Overview
J1-ZS3752 is a downstream lineage under the Arabian-centered J1-L147.1 clade and is associated with pastoralist populations of northern Arabia, the Jordanian steppe and the Syro-Arabian desert margins. Its formation coincides with mid Holocene patterns of desert pastoral mobility, where seasonal grazing circuits and oasis-linked subsistence strategies developed across northern Arabian ecologies.

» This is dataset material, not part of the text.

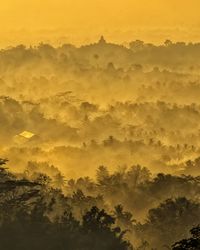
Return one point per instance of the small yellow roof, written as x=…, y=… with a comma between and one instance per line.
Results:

During the Bronze and Iron Ages, ZS3752-bearing groups were integrated into tribal populations inhabiting desert margins, caravan pathways and upland-desert transitional zones. Some downstream clades may have entered early Arab tribal structures, while ancestral layers represent pre-Arab desert communities adapted to arid and semi-arid settings. Classical and early medieval desert settlements retained the lineage among pastoralist groups with long-term continuity.
Geographic distribution
Northern Arabia, Jordan, southern Syria, Iraq; rare occurrences in the Hijaz and the Levant interior.
Ancient DNA
- Chalcolithic Levantine samples contain upstream J1 components compatible with the basal ancestry of ZS3752.
- Bronze Age northern Arabian individuals exhibit markers aligned with the lineage’s deeper structure.
- Iron Age Syrian desert burials show downstream elements belonging to this branch.
- Classical oasis settlements appear to preserve microbranch continuity.
- Early Arab expansions may have dispersed later derivatives across northern Arabia and Mesopotamia.
Phylogeny & subclades
A desert-oriented branch of J1-L147.1 with diversification across northern Arabia and southern Syrian desert corridors.
- ZS3752*
- Northern Arabian microbranches
- Syro-Arabian steppe derivatives
Notes & context
ZS3752 is useful for reconstructing early pastoral mobility systems and long-term desert settlement continuity.